"Düşünen Tohum Konuşan Toprak"
Cumhuriyet’in Köy Enstitüleri - Aksu Köy Enstitüsü (1940 – 1954)
Yıldız Moran "Zamansız
Fotoğraflar"
“Elinde Işık Parçaları” Türk Resminin Paris
Macerası
“İmparatorluktan Portreler” Suna ve İnan
Kıraç Vakfı Oryantalist Resim Koleksiyonu’ndan Bir Seçki
“Eşsiz Bir Tanıklığı Keşfederken” Ernst
Krickl’ın Likya Günlüğü, 1892
“Karşılaşmalar” Akdeniz Üniversitesi Güzel
Sanatlar Fakültesi’nden Yapıtlar
Andy Warhol
'Herkes İçin Pop Sanat'
Luigi Mayer “Gravürler”
Cecil Beaton
Picasso: “Kadın ve Boğa” Doğduğu Evden
Gravürler ve Seramikler
“Işık ve Tarih” Ara Güler’in Gözüyle
Antalya
“Herkes olası aday adaylarını yazıp piyasa
yaparken bu ne?” deme.. Bu başlıklar ATSO’nun eski yerleşkesindeki Antalya Kültür
Sanat’ın 3 yılda Antalya’ya getirdiği sergiler.
Merkezin danışmanlığını yapan, ( aslında
işlerini yürüten) Suna İnan Kıraç Vakfı’na peşinen teşekkür edelim. 1987- 1988
yıllarında İstanbul’daydık. Kasımpaşa’da asker. Galatasaray’daki Yapı Kredi
Kazım Taşkent Sergi Salonuna ulaşmak yürüyerek 15 dakika. Tünel, Karaköy iş
Merkezi, Fransız Kültür Merkezi, Taksim Galerisi. Askeriyedeki nöbet bitiminden
sonra en baba koşullarda 45 dakikada ulaşılan yerler.
Ama şimdi her canımız sıkıldığında, her
ruhumuza dokunan sergi açıldığında kalkıp İstanbul’a gidemiyoruz. “Pera”

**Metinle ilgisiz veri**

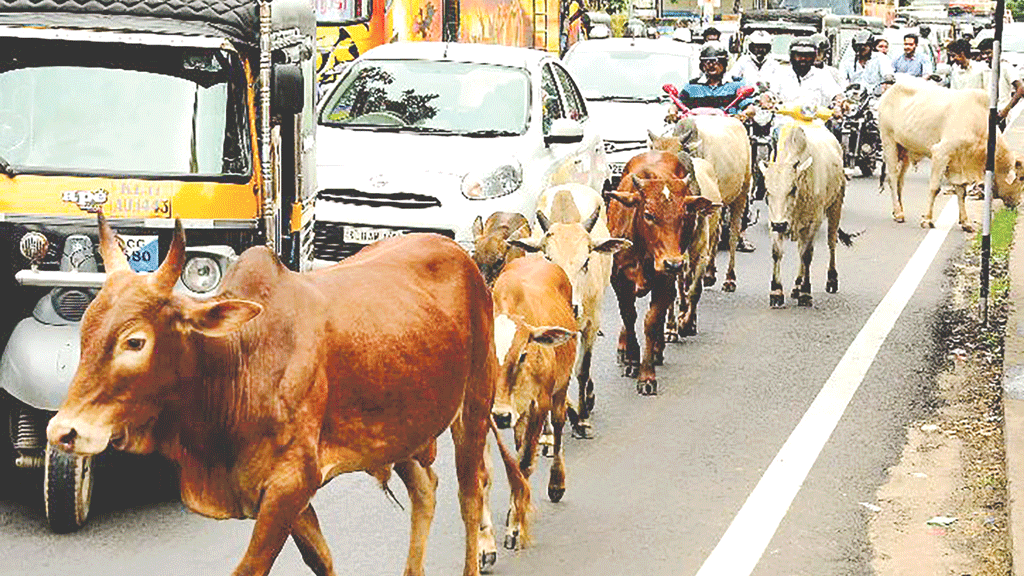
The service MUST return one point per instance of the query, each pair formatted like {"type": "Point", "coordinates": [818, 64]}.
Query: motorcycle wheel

salonlarının gördüğü sergileri, AKS aracılığıyla, kısmen de olsa Antalya’da
görmek güzeldi.
Burası bir “galeri” değil. Ferhundanım
teyzenin memuriyetten emekli olunca gittiği AKMEK kursunda öğrendiklerini
sergileyeceği mekan değil. Ya da “satış yapılan, para kazanılan” bir
ticarethane değil. Önce, tabelasında da olduğu gibi “kültür” boyutu gelir.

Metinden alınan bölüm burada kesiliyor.